Again, recording for the Nth time that we don't have any alignment on this :)

vinothchandar · 2026-04-02T02:05:57Z

+        FP["filePathsToBeDeleted<br/>(existing)"]
+        BP["blobFilesToDelete<br/>(new)"]


We cannot write this into the plan. That hasn't changed.

vinothchandar · 2026-04-02T02:06:33Z

+        FP["filePathsToBeDeleted<br/>(existing)"]
+        BP["blobFilesToDelete<br/>(new)"]


It's a hard blocker. We've written stuff like this before, like tracking file stats in the commit data itself, and it had very bad consequences.

hudi-bot · 2026-04-06T10:03:03Z

CI report:

6dc90a8 Azure: SUCCESS

Bot commands

@hudi-bot supports the following commands:

@hudi-bot run azure re-run the last Azure build

yihua

🤖 This review was generated by an AI agent and may contain mistakes. Please verify any suggestions before applying.

Thanks for the RFC — the problem statement is thorough and the two-stage pipeline design is well-motivated. The constraint catalog, failure mode examples, and cost model are particularly strong; they show real rigor in thinking through edge cases. A few areas could use more detail: the writer-side conflict check integration with ConcurrentOperation/TransactionUtils (which currently throws on CLEAN_ACTION), the sidecar lifecycle hook into archival, and the I/O cost of reading log files in Stage 1. See inline comments for specifics.

yihua · 2026-04-14T22:51:12Z

+   ├── Transition to INFLIGHT
+   ├── Read sidecar Parquet (blob delete list)
+   ├── Delete file slices (existing, parallelized)
+   ├── Delete blob files (new, parallelized)          // parallel with file slice deletes


🤖 The writer-side conflict check requires extending ConcurrentOperation.init() and TransactionUtils.getInflightAndRequestedInstants() to handle CLEAN_ACTION, which currently throws IllegalArgumentException for clean actions. This is a non-trivial change to a sensitive code path. Could you sketch out what ConcurrentOperation would look like for a clean action? For instance, what mutatedFileIds would it report — none? And does ConflictResolutionStrategy.hasConflict() need a new code path, or can it reuse the existing partition/fileId overlap logic?

_{- Generated by an AI agent and may contain mistakes. Please verify any suggestions before applying.}

yihua · 2026-04-14T22:51:12Z

+
+    rect rgb(255, 245, 230)
+        Note right of TL: Crash here → re-read sidecar,<br/>re-delete (FileNotFound = success)
+    end


🤖 In the writer-side conflict check, the writer reads sidecar Parquet files for REQUESTED, INFLIGHT, and COMPLETED clean instants. For COMPLETED instants, it reads blobDeletesSidecarPath from HoodieCleanMetadata. How many COMPLETED clean instants could accumulate before archival? If the table runs frequent clean cycles, the writer could end up reading many sidecars on every commit. Is there a bound on this, or should the design discuss amortization?

_{- Generated by an AI agent and may contain mistakes.

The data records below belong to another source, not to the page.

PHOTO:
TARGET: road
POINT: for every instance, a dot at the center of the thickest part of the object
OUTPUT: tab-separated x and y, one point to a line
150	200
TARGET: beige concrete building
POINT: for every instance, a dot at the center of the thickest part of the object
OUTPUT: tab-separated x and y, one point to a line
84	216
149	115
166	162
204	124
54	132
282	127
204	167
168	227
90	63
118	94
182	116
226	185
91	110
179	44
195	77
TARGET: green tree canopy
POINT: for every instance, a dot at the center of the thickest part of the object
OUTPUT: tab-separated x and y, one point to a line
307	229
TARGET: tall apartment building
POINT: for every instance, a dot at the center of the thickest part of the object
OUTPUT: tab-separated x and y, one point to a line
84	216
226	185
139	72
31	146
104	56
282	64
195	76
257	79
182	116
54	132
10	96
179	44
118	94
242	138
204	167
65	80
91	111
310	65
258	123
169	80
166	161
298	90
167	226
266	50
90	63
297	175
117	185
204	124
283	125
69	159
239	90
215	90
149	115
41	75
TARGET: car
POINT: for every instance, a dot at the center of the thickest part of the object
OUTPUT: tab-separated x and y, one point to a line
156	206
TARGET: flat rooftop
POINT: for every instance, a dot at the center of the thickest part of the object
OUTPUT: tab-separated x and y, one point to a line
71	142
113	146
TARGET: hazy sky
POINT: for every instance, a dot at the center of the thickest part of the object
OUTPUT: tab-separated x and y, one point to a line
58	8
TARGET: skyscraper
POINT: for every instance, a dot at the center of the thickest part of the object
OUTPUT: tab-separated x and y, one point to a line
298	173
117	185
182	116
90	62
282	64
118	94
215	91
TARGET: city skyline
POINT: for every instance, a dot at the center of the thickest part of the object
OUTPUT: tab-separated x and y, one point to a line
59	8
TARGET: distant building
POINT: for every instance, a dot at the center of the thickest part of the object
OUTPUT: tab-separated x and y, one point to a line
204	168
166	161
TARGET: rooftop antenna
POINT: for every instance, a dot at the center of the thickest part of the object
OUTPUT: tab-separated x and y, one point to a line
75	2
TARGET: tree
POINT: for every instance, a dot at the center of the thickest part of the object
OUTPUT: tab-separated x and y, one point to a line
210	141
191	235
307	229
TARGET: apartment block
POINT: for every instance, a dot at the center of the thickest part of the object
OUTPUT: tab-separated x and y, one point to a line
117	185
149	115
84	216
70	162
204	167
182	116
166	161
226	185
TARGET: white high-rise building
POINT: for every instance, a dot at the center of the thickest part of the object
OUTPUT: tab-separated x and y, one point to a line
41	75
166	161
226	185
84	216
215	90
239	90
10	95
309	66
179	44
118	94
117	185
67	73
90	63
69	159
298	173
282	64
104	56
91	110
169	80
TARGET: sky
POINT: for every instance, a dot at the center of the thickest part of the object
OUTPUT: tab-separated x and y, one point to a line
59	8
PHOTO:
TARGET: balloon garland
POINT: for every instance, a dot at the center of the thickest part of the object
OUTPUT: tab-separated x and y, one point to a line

Please verify any suggestions before applying.}

yihua · 2026-04-14T22:51:12Z

+                Note right of C: Globally orphaned → DELETE
+            end
+        end
+    end


🤖 The design mentions HoodieWriteStat.externalBlobPaths as an in-memory collection with "no additional I/O." How does the write path populate this? Does the writer need to scan the blob reference column of every record it writes, or is this extracted during the normal write flow? For large writes, even in-memory collection could be significant.

_{- Generated by an AI agent and may contain mistakes. Please verify any suggestions before applying.}

yihua · 2026-04-14T22:51:12Z

+
+### Schema Changes: HoodieCleanMetadata
+
+A new nullable field `blobCleanStats` of type `HoodieBlobCleanStats`:


🤖 The sidecar lifecycle says it lives until the clean instant is archived, and archival cleanup deletes it. But archival today doesn't know about sidecar files — it archives timeline instants without touching .aux/. Could you clarify where this cleanup hook would be added? Is it in the archival action itself, or a separate periodic cleanup?

_{- Generated by an AI agent and may contain mistakes. Please verify any suggestions before applying.}

yihua · 2026-04-14T22:51:12Z

+
+Stage 2 verifies each local orphan candidate against the global state to determine if the blob is
+still referenced by any active file slice outside the cleaned file groups. This is necessary because
+external blobs can be shared across file groups (C3, C11).


🤖 Stage 1 reads log files for expired slices ("full record read") to catch transient blob refs. For large log files, this could be expensive. Is there an estimate of the I/O cost for this? The back-of-envelope section estimates "~6 reads per FG" but log file reads are significantly more expensive than columnar projection on base files.

_{- Generated by an AI agent and may contain mistakes. Please verify any suggestions before applying.}

yihua · 2026-04-14T22:51:12Z

+
+| Crash point                                   | Recovery                                                                                               |
+|-----------------------------------------------|--------------------------------------------------------------------------------------------------------|
+| After sidecar written, before plan persisted  | No REQUESTED instant on timeline. Cleaner starts fresh. Orphaned sidecar cleaned at next startup.      |


🤖 The memory budget section estimates ~100MB peak per FG, but then says FGs are processed sequentially within each partition batch while cleanerParallelism batches run in parallel. This means peak memory is 100MB * cleanerParallelism. With default parallelism, this might be fine, but it's worth noting that this is a new memory pressure the cleaner didn't have before. Have you considered a streaming/spill-to-disk approach for very large file groups?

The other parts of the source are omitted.